%oddex; %dtdmods; ]>
C. M. Sperberg-McQueen, Trip Report: SGML 92, Danvers, Mass. No source; created in m-r form. 9 Dec 92 : WP: Revised Euromath comment per MSM on TEI-L Nov 20 30 Oct 92 : CMSMcQ : Made file

The SGML '92 conference, sponsored as always by the Graphic Communications Association and held in Danvers, Massachusetts, was attended by over 275 people, a new high for this conference, and provided good opportunities for learning about SGML or keeping current on what is going on in software and SGML use. Like those of its predecessors I have been able to attend, it owed a lot to the energy and intellectual curiosity of its organizer, Yuri Rubinsky, and was one of the most exciting conferences I have recently attended.

Rubinsky began the conference by passing the year in review, reporting on a bewildering variety of activities. HyTime has been approved as an international standard, the SGML five-year review is in progress, work continues on the Conformance Testing Initiative and the development of SGML-aware query languages (on which more below), and the Document Semantics and Style Specification Language (DSSSL) should come up for a second ballot in early 1993. User groups are being founded left and right, major public initiatives are underway in the aircraft industry (ATA/AIA 100 --- I don't swear to the total accuracy of all these acronyms and numbers!), the Commission of the European Community (TIDE, a project using SGML to handle services to the disabled and other persons with special needs), the Unix industry (the Davenport group --- Davenport turns out to mean nothing at all, it's just a name they liked --- has created a Standard Open Formal Architecture for Browsing Electronic Documents [SOFABED]), the (legal) drug industry, and elsewhere. And of course SGML continues to penetrate the wysiwyg word-processor market.

By the time the Year in Review was finished, the conference was ten or fifteen minutes behind schedule, which persisted as a chronic condition, more to the amusement than to the annoyance of the attendees.

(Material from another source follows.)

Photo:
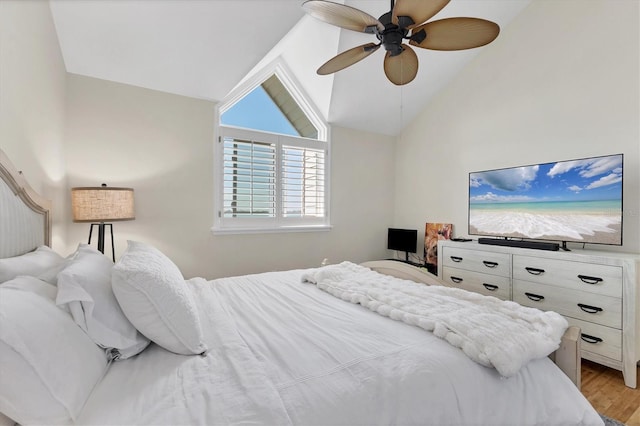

The keynote address was delivered this year by Charles Goldfarb, the father of SGML, under the title I Have Seen the Future of SGML and It Is ... He began by reminding the meeting that despite its successes, SGML is not entrenched and has no guarantee of long life: in the larger scheme of current data processing and information technology, SGML is still just a minor blip. He identified several dangers facing SGML in these perilous times. First, the industry continues to view data representation as a minor matter, and to define new data representations for new technologies so as to minimize the effort of using those technologies. The SGML goal of putting the information owner first, and of ensuring that one's data will survive one's computer system, is easily lost in the hustle to design new data representations for new hardware and software systems, as can be seen in the monthly procession of new standards for hypertext and multimedia encoding. SGML apologists must continually articulate the advantages of SGML and of taking the non-obvious approach of suiting the representation to the information, and not to specific hardware devices with a relatively short lifespan. This is not easy in the face of the technology-specific alternatives. Let us face it: it's easier to buy a bunch of Windows applications which can exchange data in the manner peculiar to Windows than to press vendors to support exchange using more rational device-independent systems, which (being device-independent) don't exploit the peculiarities of Windows. No viable alternative to SGML exists, but competition continues to come in two forms: vendor-promoted technology-specific interchange formats, and turnkey systems which claim to handle all the details. Let us make all the decisions for you, say vendors. He noted in particular the mirage of a standard scripting language for multimedia systems, and predicted that it would be the PL/I or the Esperanto of hypermedia: widely heard of and seldom used.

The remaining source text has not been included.